Vladimir Nabokov

NABOKV-L post 0025264, Sun, 6 Apr 2014 20:21:47 -0700

Subject
Re: RES: [NABOKV-L] Dr Krolik in Ada pupae and maggots
Date
Body
Dear Jansy,

No entomologist, moi, however, as I began to see a distinct pattern of murders on the part of our Ada, I could certainly imagine the possibility that those pupae were the her method of killing Krolik. Ada is knowledgeable in the area of botany and toxicology and could have put a living Krolik into a death-like state and left the maggots to finish him  off. If correct, it would suggest a pun on her name: yady ady (Ada's poisons).

Just the other day read of a legal suit against a local hospital (White Memorial) who apparently left a woman in a morgue freezer. The marks on her corpse when it was buried were not there when her family last saw her. They believe she may have waked and tried to escape.* Byvaet (it happens). Gogol (among others) feared it would happen to him.



*April 3, 2014, 9:55 a.m.The family of an 80-year-old woman is suing a Boyle Heights hospital after a pathologist determined that she was "frozen alive," "eventually woke up" and injured herself as she struggled unsuccessfully to escape, according to court records.
Maria de Jesus Arroyo, 80, was pronounced dead in July 2010 at White Memorial Medical Center in Boyle Heights after suffering a heart attack. When morticians received her body a few days later, they found her body facedown, with her nose broken and cuts and bruises to her face, injuries so severe they could not be covered up by makeup, according to court papers.

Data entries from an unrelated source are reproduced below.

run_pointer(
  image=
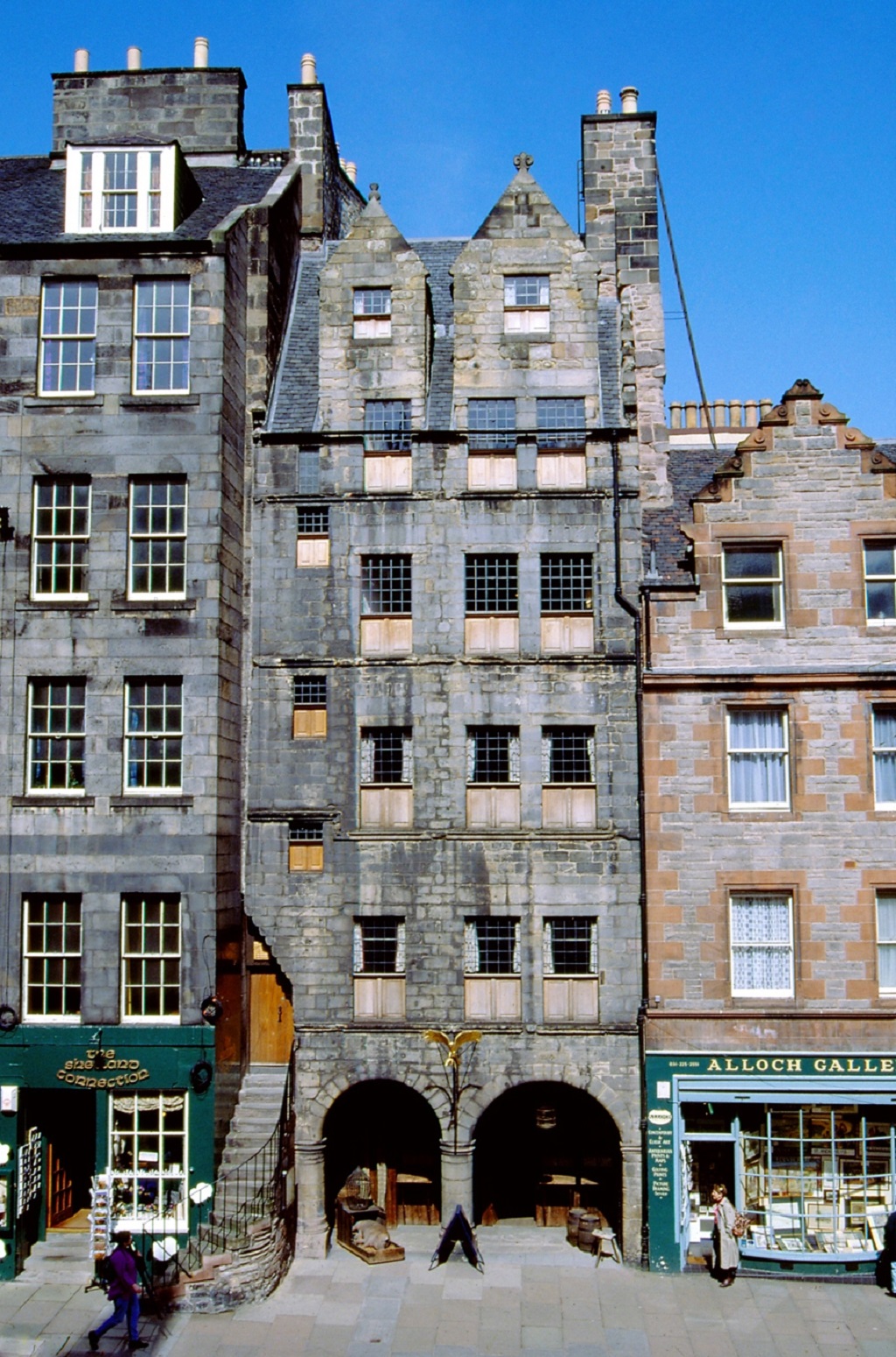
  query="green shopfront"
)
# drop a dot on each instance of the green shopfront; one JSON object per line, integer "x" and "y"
{"x": 805, "y": 1144}
{"x": 103, "y": 1128}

http://www.latimes.com/local/lanow/la-me-ln-lawsuit-woman-frozen-alive-hospital-died-20140403,0,605657.story#ixzz2yAOFNOkp

________________________________
From: Jansy Mello <jansy.mello@OUTLOOK.COM>
To: NABOKV-L@LISTSERV.UCSB.EDU
Sent: Sunday, April 6, 2014 1:45 PM
Subject: [NABOKV-L] RES: [NABOKV-L] Dr Krolik in Ada pupae and maggots



...after Dr Krolik died (in 1886) of a heart attack in his garden, she [Ada] had placed all her live pupae in his open coffin* where he lay, she said, as plump and pink as in vivo. (1.35)* As Boyd points out in his "Annotations," a roly-poly old Pole who feeds his maggots in peace is both Krolik and Polonius, a character in Hamlet (who is at supper "not where he eats, but where a' is eaten... we fat ourselves for maggots...").
 
C. Kunin: And he was in vivo according to my lights…
 
JM:Do butterfly pupae feed on carrion, like maggots do? Please, Carolyn, explain how you concluded that Dr.Krolik as still alive in his coffin. You made me extremely curious. Was you clue the comparison “as in vivo”?